I can’t do this with platitudes. (I loathe the phrases “now more than ever” and “these unprecedented times”. All times are without precedent. The time for us to do “more” was always now.) I will do this in the way I know best, which is to open up spaces that enlarge our concept of what a musician is, and who gets to be one.
I will do this with hope, because, as author Rebecca Solnit reminds us:
hope is not a lottery ticket you can sit on the sofa and clutch, feeling lucky. I say this because hope is an ax you break down doors with in an emergency
This is from the first chapter of “Hope in the Dark,” a radical defense of hope: I think, an essential reading for our times. She reminds us that it will take everything we have to steer a future away from war, catastrophic climate change, and the grinding down of the poor and the marginal.
She paraphrases German philosopher Ernest Bloch: Without hope there is no action, but without action there is no hope.
The Ethical Musician
Hope is not for when things are going well, but for when things are broken. I don’t want to teach musicians false promises; how to develop art that merely signals social responsibility.
I haven’t been The Productive Musician this year, definitely not The Millionaire Musician, or the The Bulletproof Musician. (If anything, I have been a souped-up Associate Professor version of Adjunct Barbie Musician.) I taught a triple full time load last semester. I have hardly played at all. But all the same, as I sat in countless meetings last fall, I could feel the stirrings of a change in my relationship to music.
In one meetings, we were prompted to “dream wildly” about the future of our school. I suggested, in the wake of hundreds of people having lost their jobs, that we imagine a model based on distributive justice for job and budget cuts or, dreaming wilder still, a wholly cooperatively-owned university.
“Haha,” said the chair. “I’m going to punt on that.”
I’m not willing to let “imagination” be a joke. I’m not willing to leave “music” to music institutions. I no longer want to be a Professional Musician. I want to be an Ethical Musician.
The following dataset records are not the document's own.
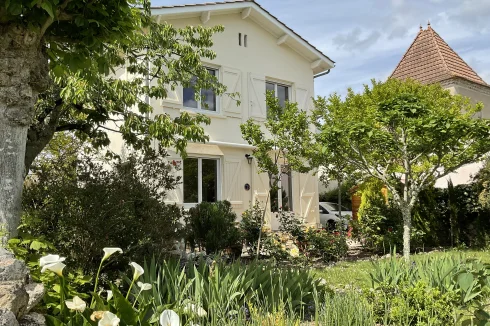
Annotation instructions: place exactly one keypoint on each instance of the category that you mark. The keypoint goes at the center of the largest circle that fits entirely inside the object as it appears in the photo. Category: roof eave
(320, 64)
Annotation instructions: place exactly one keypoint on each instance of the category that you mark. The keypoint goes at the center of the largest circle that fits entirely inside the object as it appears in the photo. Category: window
(200, 180)
(280, 91)
(208, 97)
(286, 191)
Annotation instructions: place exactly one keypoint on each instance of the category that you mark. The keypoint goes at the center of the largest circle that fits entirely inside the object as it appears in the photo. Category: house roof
(430, 59)
(250, 9)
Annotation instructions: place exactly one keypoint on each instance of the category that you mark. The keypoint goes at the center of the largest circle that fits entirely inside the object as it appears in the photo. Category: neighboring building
(431, 60)
(255, 53)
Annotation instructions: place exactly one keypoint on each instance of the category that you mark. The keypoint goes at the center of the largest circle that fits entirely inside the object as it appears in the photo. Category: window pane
(282, 94)
(208, 96)
(190, 180)
(189, 95)
(287, 192)
(209, 180)
(269, 87)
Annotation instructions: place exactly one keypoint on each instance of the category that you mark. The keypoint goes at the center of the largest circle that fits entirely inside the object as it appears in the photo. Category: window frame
(200, 108)
(280, 83)
(199, 179)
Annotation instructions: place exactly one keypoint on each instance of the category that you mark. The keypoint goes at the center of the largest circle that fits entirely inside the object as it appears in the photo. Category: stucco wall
(245, 70)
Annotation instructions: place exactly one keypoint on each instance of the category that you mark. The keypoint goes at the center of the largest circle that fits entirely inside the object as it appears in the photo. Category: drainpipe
(322, 74)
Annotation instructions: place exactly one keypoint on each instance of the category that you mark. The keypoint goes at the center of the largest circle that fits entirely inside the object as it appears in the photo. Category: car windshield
(334, 207)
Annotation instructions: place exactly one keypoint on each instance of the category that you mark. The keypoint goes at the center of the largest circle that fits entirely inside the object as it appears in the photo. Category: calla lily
(109, 251)
(144, 286)
(192, 308)
(109, 319)
(76, 304)
(169, 318)
(138, 270)
(50, 259)
(55, 267)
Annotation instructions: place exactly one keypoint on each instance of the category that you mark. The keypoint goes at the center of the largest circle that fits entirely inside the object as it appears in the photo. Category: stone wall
(18, 294)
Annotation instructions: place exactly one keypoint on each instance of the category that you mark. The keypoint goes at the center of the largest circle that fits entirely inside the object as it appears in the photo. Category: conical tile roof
(430, 59)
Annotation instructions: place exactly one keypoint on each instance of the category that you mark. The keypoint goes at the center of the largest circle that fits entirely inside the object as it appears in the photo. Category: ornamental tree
(281, 143)
(405, 134)
(59, 60)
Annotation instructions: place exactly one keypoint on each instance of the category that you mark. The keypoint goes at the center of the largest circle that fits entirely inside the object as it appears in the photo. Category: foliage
(415, 304)
(80, 203)
(467, 280)
(224, 289)
(404, 130)
(324, 244)
(282, 147)
(30, 249)
(212, 226)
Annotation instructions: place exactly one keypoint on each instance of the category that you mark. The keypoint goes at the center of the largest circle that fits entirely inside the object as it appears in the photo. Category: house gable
(250, 11)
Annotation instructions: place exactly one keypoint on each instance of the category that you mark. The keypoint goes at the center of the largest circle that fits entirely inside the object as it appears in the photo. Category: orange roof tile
(430, 59)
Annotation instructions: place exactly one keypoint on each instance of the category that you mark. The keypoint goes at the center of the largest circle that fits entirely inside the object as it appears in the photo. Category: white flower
(144, 286)
(109, 319)
(55, 267)
(76, 304)
(50, 259)
(199, 311)
(169, 318)
(294, 252)
(138, 270)
(109, 251)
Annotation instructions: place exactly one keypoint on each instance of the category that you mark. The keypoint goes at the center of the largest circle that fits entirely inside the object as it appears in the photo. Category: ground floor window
(200, 180)
(285, 191)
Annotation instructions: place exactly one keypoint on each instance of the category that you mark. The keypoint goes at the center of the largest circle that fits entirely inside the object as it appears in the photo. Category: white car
(330, 217)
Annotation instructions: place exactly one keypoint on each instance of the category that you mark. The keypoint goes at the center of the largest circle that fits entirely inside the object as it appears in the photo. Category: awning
(203, 149)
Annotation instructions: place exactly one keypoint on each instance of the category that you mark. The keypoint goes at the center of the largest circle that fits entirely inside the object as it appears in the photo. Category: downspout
(322, 74)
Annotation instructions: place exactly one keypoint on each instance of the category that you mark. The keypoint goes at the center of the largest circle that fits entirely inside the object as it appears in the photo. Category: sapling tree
(405, 134)
(281, 143)
(59, 63)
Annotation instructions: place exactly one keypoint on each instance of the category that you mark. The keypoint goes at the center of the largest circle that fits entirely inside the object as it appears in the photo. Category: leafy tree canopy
(405, 134)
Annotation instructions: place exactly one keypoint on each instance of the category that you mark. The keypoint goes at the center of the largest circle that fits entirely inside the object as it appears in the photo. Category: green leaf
(49, 9)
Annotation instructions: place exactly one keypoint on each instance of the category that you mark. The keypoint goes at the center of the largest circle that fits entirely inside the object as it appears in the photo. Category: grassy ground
(355, 273)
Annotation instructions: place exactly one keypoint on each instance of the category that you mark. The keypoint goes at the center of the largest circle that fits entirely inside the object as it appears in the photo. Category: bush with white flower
(116, 309)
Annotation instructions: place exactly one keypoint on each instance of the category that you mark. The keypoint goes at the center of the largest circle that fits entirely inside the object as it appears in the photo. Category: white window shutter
(176, 195)
(309, 198)
(232, 79)
(260, 187)
(233, 182)
(174, 96)
(256, 94)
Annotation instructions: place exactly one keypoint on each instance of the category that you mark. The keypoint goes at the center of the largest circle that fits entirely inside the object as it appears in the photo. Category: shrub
(324, 244)
(212, 226)
(416, 304)
(81, 203)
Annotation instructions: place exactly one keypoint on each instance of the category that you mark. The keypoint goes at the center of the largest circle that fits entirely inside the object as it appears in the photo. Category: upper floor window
(279, 90)
(208, 96)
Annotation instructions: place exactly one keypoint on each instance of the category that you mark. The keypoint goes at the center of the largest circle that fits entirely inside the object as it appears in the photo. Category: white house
(255, 53)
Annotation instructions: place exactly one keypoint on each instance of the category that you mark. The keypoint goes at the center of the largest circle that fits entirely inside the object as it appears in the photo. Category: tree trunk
(23, 74)
(407, 227)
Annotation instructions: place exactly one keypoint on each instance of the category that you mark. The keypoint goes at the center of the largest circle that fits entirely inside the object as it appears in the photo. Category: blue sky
(367, 38)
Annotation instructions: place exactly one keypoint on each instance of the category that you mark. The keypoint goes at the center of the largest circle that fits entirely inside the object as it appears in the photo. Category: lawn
(355, 273)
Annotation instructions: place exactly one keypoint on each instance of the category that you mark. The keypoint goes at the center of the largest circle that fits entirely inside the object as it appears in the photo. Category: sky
(367, 38)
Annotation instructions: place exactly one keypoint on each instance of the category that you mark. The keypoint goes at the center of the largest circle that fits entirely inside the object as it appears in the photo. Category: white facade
(273, 53)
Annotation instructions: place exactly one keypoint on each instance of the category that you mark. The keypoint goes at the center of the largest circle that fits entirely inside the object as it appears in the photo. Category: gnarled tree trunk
(23, 74)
(As an aside, I just registered a cheap ten-year lease of the domain name ethicalmusician.com. What does it say that no one in the history of the internet has vied for this title?)
Hence this newsletter. It’s called “The Rest” because a rest is a breath; a pause; the silence that says everything that hasn’t been said. I’m thinking of it as a living laboratory, an unfolding journal where I articulate why I choose to continue to invest in music; what music profession I wish to work in; and how it is that I wish to go on.
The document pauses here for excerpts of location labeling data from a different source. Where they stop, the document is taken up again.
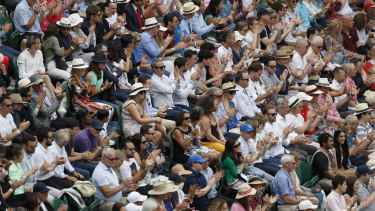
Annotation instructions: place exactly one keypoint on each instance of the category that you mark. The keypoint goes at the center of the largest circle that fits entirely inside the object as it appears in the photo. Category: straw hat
(323, 82)
(228, 87)
(293, 101)
(245, 190)
(137, 87)
(189, 8)
(150, 23)
(163, 187)
(64, 22)
(361, 108)
(179, 169)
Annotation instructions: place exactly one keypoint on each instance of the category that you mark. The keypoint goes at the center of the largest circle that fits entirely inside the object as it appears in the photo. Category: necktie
(139, 19)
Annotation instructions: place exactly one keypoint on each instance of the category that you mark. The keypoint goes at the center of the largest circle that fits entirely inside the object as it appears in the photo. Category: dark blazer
(132, 20)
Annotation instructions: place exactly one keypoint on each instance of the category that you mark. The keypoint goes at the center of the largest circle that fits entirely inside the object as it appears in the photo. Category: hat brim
(196, 8)
(138, 90)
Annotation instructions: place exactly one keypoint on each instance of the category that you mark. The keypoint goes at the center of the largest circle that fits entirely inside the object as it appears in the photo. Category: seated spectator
(79, 88)
(134, 114)
(43, 155)
(53, 54)
(234, 162)
(227, 112)
(213, 137)
(15, 153)
(88, 140)
(30, 61)
(76, 31)
(336, 200)
(104, 178)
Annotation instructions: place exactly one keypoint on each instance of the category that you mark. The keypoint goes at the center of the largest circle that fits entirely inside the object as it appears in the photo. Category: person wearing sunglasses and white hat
(76, 31)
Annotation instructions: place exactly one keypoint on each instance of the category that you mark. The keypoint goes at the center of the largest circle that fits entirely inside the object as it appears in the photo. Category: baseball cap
(247, 128)
(97, 124)
(196, 158)
(40, 187)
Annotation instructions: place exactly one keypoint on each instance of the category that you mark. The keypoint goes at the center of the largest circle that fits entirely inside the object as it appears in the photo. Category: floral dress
(80, 96)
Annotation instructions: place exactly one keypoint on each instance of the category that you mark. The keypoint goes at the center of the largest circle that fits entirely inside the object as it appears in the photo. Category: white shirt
(127, 167)
(222, 51)
(40, 156)
(245, 103)
(6, 127)
(300, 63)
(57, 151)
(162, 90)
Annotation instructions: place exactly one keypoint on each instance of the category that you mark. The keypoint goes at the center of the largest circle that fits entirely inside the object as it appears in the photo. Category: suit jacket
(132, 19)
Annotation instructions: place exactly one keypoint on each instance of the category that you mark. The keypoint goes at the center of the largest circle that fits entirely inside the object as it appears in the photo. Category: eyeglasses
(161, 67)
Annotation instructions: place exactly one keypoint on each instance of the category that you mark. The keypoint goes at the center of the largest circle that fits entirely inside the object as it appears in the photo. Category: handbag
(86, 188)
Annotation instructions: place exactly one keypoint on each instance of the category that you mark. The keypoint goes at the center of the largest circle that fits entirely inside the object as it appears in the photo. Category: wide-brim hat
(75, 19)
(163, 187)
(137, 87)
(99, 57)
(78, 64)
(189, 8)
(323, 82)
(293, 101)
(150, 23)
(245, 190)
(228, 87)
(282, 54)
(362, 108)
(64, 22)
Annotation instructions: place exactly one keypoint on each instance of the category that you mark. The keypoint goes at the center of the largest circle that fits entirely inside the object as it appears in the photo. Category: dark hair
(207, 46)
(71, 122)
(228, 152)
(168, 18)
(255, 67)
(102, 114)
(27, 137)
(180, 117)
(117, 206)
(52, 30)
(23, 91)
(350, 183)
(126, 39)
(267, 60)
(143, 79)
(13, 150)
(207, 104)
(114, 52)
(204, 54)
(337, 180)
(180, 62)
(3, 98)
(31, 41)
(323, 138)
(189, 53)
(92, 10)
(42, 133)
(144, 129)
(137, 139)
(345, 151)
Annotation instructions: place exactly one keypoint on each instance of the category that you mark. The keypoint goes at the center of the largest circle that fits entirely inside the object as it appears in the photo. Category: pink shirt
(332, 115)
(335, 202)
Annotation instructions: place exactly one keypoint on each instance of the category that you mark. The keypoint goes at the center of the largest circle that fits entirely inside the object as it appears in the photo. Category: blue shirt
(103, 176)
(22, 15)
(199, 179)
(148, 47)
(199, 25)
(282, 184)
(304, 14)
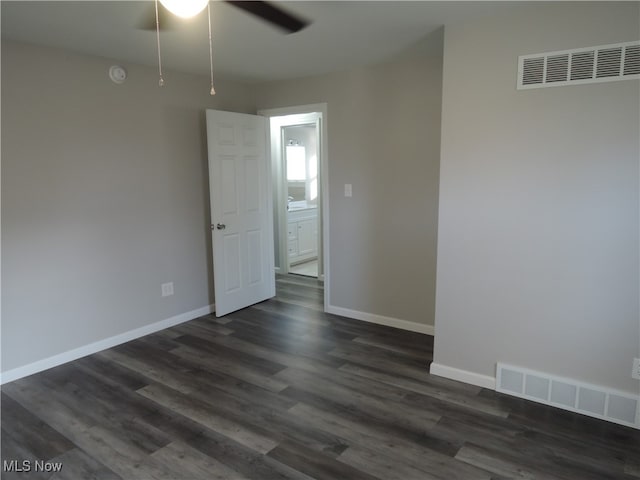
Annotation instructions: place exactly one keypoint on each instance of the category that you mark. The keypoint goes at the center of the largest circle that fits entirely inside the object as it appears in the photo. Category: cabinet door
(307, 237)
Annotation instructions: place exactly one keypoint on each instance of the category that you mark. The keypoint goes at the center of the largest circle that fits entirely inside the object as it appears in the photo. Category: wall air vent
(605, 63)
(568, 394)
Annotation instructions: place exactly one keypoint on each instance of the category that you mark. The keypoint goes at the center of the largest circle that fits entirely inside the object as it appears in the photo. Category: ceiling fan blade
(272, 14)
(167, 20)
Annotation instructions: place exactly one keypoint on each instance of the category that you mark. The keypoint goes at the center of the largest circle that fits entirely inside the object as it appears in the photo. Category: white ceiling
(343, 34)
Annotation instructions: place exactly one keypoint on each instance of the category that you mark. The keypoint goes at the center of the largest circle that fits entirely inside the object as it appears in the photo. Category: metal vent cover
(604, 63)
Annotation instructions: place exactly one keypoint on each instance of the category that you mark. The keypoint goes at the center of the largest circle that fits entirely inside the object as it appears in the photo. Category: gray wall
(384, 139)
(538, 261)
(104, 197)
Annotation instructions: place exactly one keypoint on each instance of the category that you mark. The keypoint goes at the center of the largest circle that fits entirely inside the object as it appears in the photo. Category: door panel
(241, 210)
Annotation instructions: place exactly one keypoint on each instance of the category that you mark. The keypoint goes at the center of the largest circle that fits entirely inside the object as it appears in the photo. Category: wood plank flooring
(284, 391)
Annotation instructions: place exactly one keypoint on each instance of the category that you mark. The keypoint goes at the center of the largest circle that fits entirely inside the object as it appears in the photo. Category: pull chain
(161, 81)
(213, 90)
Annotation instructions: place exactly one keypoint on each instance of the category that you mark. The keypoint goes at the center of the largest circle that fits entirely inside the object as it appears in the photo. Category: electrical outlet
(636, 369)
(167, 289)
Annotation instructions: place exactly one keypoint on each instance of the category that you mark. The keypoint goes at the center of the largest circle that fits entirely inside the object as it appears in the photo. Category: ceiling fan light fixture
(185, 8)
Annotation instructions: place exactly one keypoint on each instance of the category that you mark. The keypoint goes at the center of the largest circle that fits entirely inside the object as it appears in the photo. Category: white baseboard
(566, 393)
(68, 356)
(381, 320)
(465, 376)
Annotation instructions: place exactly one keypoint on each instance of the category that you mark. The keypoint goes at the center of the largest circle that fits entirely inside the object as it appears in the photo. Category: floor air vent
(606, 63)
(592, 400)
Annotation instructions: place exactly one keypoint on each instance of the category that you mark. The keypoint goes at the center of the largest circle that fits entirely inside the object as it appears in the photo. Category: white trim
(381, 320)
(484, 381)
(76, 353)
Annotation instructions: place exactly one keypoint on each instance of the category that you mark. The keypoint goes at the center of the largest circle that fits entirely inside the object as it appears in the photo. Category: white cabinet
(302, 236)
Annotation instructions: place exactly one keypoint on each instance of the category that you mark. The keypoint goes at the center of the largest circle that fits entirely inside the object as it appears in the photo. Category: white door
(241, 210)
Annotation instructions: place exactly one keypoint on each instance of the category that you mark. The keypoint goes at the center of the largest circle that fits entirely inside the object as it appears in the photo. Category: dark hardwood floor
(282, 390)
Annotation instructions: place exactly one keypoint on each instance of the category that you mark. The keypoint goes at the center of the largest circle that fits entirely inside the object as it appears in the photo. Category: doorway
(299, 173)
(301, 185)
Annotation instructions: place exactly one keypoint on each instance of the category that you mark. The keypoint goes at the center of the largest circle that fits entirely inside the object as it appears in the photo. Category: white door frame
(301, 110)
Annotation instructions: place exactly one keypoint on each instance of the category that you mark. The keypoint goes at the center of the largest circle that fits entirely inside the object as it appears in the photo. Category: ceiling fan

For now, I’m thinking of three kinds of pieces:
Practice Journal: Notes from my process of active recovery from the old traumas of professional training: turning ghosts into ancestors, renegotiating my relationship to the viola, and building an ethical practice;
Critical Thinking: Rigorous research and sharp writing about musicians’ lives and livelihoods in the global pandemic that cuts through magical thinking about music, and takes seriously the ways in which gender, race and class bias shape concepts of musical success—what a musician is, and who gets to be one;
Practice Tools: For paid subscribers, lesson plans, worksheets, Q and A sessions, and other practical tools I use to help hundreds of people achieve proven success through my classes and coaching at the New England Conservatory and The New School.
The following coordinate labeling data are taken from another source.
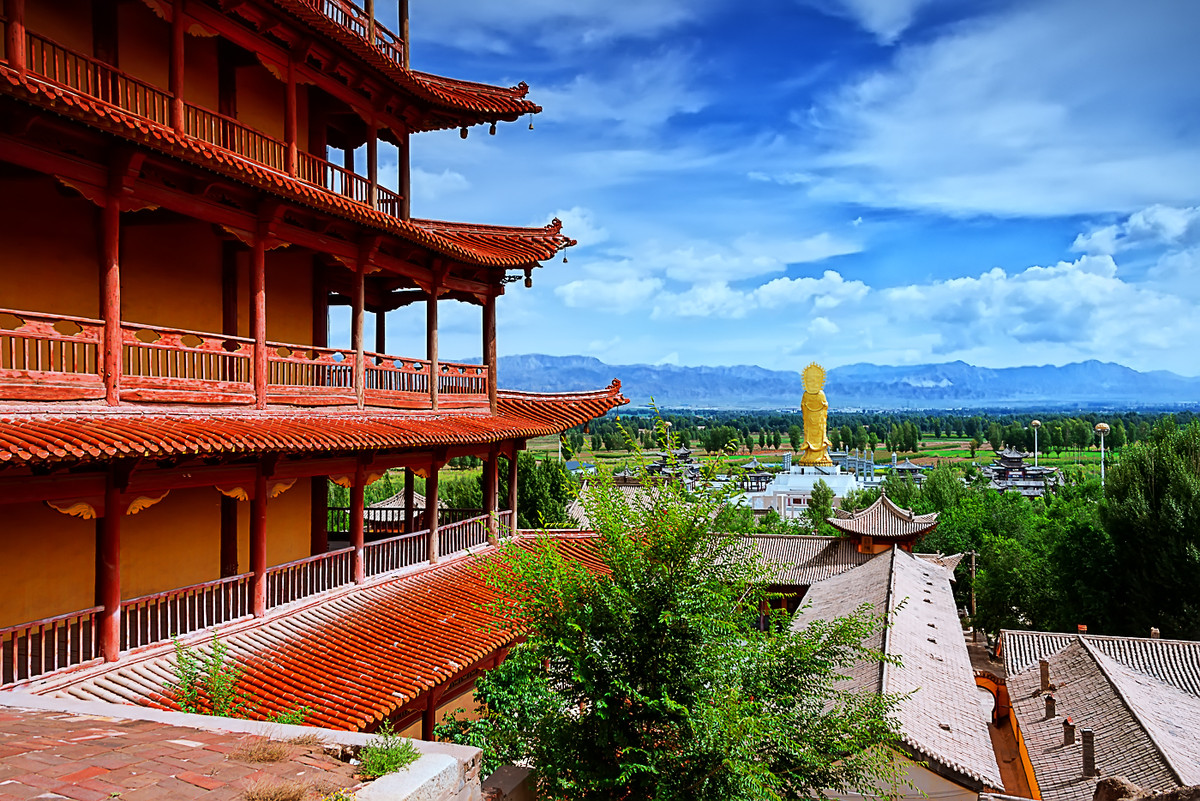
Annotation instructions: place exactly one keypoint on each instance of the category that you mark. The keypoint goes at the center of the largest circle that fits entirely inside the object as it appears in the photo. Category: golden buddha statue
(816, 410)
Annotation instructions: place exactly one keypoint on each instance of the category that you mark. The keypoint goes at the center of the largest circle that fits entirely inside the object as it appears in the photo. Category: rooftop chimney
(1089, 753)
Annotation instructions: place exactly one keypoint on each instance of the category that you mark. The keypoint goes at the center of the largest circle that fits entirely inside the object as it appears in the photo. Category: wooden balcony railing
(354, 19)
(175, 613)
(99, 80)
(58, 357)
(49, 357)
(42, 646)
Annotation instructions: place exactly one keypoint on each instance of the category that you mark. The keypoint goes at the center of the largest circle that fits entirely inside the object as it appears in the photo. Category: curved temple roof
(73, 437)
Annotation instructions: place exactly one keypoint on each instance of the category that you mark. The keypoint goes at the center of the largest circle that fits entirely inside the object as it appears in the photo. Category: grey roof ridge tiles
(1101, 660)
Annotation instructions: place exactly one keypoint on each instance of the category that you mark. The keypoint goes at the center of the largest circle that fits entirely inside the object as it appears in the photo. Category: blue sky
(779, 181)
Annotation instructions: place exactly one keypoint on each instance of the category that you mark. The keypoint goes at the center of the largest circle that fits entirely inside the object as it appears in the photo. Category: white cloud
(623, 295)
(1051, 108)
(637, 97)
(1157, 226)
(436, 186)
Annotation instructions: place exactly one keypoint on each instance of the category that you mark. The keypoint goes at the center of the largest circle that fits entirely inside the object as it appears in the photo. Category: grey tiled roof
(801, 560)
(885, 521)
(1171, 661)
(940, 717)
(1145, 729)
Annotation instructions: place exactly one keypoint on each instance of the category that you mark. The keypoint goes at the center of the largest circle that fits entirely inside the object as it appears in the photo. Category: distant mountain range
(871, 386)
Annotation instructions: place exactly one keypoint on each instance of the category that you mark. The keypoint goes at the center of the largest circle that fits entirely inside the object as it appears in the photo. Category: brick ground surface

I’m offering all of this because I want to sharpen my own capacity at creating spaces where musicians can activate their fullest potential. Because I want to model the process of reckoning with the monster in me, and I want negotiate a better relationship with music. I want to open the doors to invite others to do the same. Because a world without working musicians is a world that will suffer an incalculable and unnecessary loss.